THE fatal assault this week, arson, general violence and the determined attempt by an organised gang to impose a mafia-style protection racket in the area around the closed Mupedzanhamo Market in northern Mbare, Harare shows the desperate need for a co-ordinated effort to restore some sort of order.
Legally, the Harare City Council has the prime responsibility since the vending and the market itself are all on council land, and besides being the landlord, the council has the general authority to licence trade in the city and to set standards. The council appears to have abdicated that responsibility.
Into the vacuum a violent gang has moved in and is trying to set up a protection racket. You pay off the gang or you face action, basically getting beaten up or even killed, having your stall burned down and your wares destroyed by fire.
The gangs are called “space barons”, but in fact they are mafia-type criminals combining for criminal activity.
The abdication by the council places the burden solely on the police, who are not administrators and are left to fight outright criminal activity, like assault and arson, rather than work with an active administration to prevent the crime in the first place.
But in the absence of any effective administration, the police are not legally-equipped to do anything else, but deal with the crime, and certainly do not have the legal authority or the administrative back-up to set up an orderly market area.
The functions of the police are very clearly defined in the Constitution and the Police Act and running markets is not one of these.
An additional complication is the gang trying to take over the market area claims, according to almost all reports, allegiance to the opposition CCC party led by Mr Nelson Chamisa.
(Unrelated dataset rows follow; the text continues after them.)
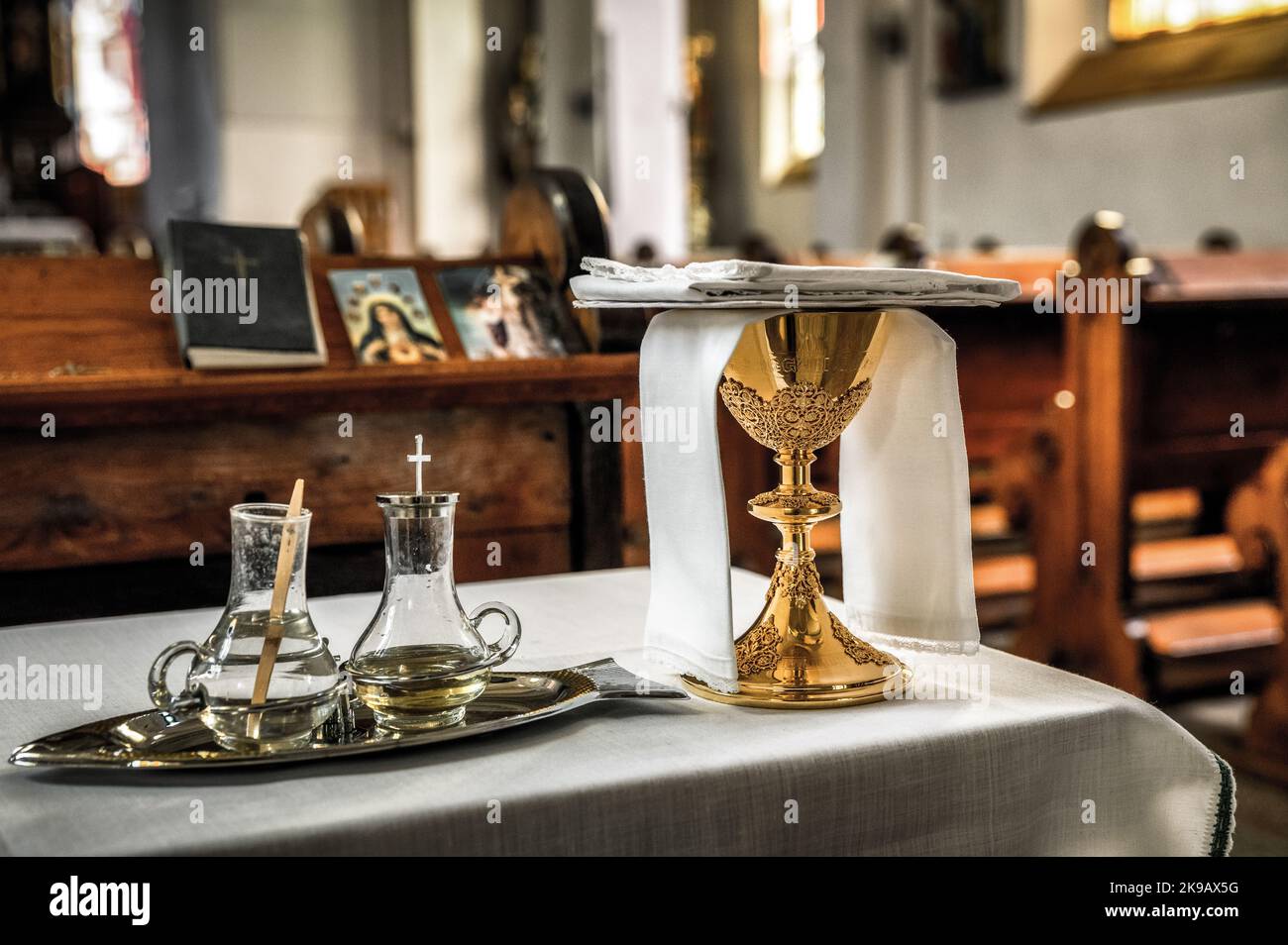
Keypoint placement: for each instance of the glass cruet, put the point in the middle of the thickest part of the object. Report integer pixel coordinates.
(304, 686)
(421, 660)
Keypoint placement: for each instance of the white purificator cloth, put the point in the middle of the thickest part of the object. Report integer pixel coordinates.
(905, 481)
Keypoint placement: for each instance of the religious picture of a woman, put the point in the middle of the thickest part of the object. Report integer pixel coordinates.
(506, 306)
(391, 340)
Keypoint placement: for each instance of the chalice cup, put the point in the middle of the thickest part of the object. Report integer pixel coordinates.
(794, 382)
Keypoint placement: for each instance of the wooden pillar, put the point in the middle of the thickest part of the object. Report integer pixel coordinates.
(1098, 358)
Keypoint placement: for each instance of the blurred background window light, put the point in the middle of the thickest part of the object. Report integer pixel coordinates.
(1131, 20)
(791, 88)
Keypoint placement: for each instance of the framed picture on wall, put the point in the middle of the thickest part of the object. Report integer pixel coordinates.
(506, 310)
(386, 316)
(970, 46)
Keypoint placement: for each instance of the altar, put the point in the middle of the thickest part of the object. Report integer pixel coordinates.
(1029, 761)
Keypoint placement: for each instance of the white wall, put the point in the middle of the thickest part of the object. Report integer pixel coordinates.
(1028, 179)
(301, 84)
(449, 50)
(647, 130)
(1163, 161)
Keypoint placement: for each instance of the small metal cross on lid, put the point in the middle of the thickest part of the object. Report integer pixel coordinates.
(420, 459)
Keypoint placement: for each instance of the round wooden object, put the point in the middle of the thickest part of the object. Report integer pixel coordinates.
(559, 215)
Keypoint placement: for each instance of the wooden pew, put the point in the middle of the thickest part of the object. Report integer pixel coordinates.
(1257, 518)
(1149, 403)
(150, 455)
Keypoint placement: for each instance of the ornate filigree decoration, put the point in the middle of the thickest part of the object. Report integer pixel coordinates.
(798, 499)
(802, 416)
(800, 583)
(858, 651)
(756, 651)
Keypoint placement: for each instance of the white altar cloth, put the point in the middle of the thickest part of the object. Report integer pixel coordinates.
(1009, 776)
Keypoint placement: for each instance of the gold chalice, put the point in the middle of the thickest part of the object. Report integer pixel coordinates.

This sort of claim and resulting criminal activity highlights the serious weakness of the CCC in not having an organised structure, proper membership and all the other characteristics expected of a major Parliamentary party. As a result, it cannot take action internally to discipline or expel criminal elements.
Basically the CCC is a loose alliance of leaders who rose through the ranks of the MDC parties over the last couple of decades and who now select candidates for Parliamentary and local authority elections.
There are no membership lists, no branches, zero organisation and zero structure below that self-appointed loose national leadership group.
As there is no way for anyone to formally join the party, anyone can claim to be a member and some of those doing so are the sort of people no political party would want or would admit if people had to apply for membership, fill in a form, accept a simple code of conduct and be listed on a spreadsheet.
So the city council needs to do its job. There are a lot of people who earn a basic low-level income in that market area and trying to close it down will cause a great deal of unnecessary suffering.
But that said there needs to be order, and the safety, health and sanitary concerns need to be addressed effectively.
So the city council needs to reopen the actual Mupedzanhamo market, properly, and needs to think about how it can use some of the vacant land around the market for orderly if temporary market activities.
Neither is impossible and any competent group of officials could quickly set up a system. There are plenty of well-run private flea markets in other parts of the city that manage this exceptionally well for the benefit of stallholders and their customers.
Security and the exclusion of criminal gangs are required. The city council has its own security detachment, the municipal police, but almost certainly will require assistance from the Zimbabwe Republic Police to fight organised crime and, at least at the beginning of the new system, a police presence just to keep everyone calm and orderly.
Here the police do have the legal mandate, and it would make sense for the council officials to have close contact with Mbare police, and probably even better to sort out the planning with the Chief Superintendent commanding Mbare district and even the Commissioner commanding Harare province.
In any case the Mayors and council chairpersons of the local authorities in Harare Metropolitan ought to be on speaking terms with the provincial Commissioner and perhaps this is something the Minister of State’s office could organise.
We expect the police will be far keener on seeing what can be done to prevent crime in the first place than fight crime when it continually erupts.
So the police will be able to give their considered and professional views over how to prevent crime in properly run markets, how to organise those markets to make crime prevention easier, and what sort of links are needed between the market administrators and the police so trouble can be sorted out when it is starting, rather than when fires are blazing.
Of course the traders themselves need to be consulted. They must have ideas on how they can operate safely and so can have valuable input into the planning process.
They will need to agree to licensing and how stalls and space are allocated by impartial officials, and again they know better than anyone how things have gone wrong and can go wrong. And some sort of vetting and appeal process will be needed, and again they will have ideas. No one wants to work with criminals.
Basic rules and a code of conduct are needed in any major market, and those who have to live with those rules and follow the code must be allowed to offer their suggestions.
A major one will be that they apply to everyone, with no exemptions, not even the Mayor’s cousin. And there must be impartial administration, following the Government lead, where party affiliation or support is not a factor.
So the council has its work cut out, and needs to show, somewhere, that it can put in a service and make it work.
That requires a new attitude, not just abdication and leaving it to criminals.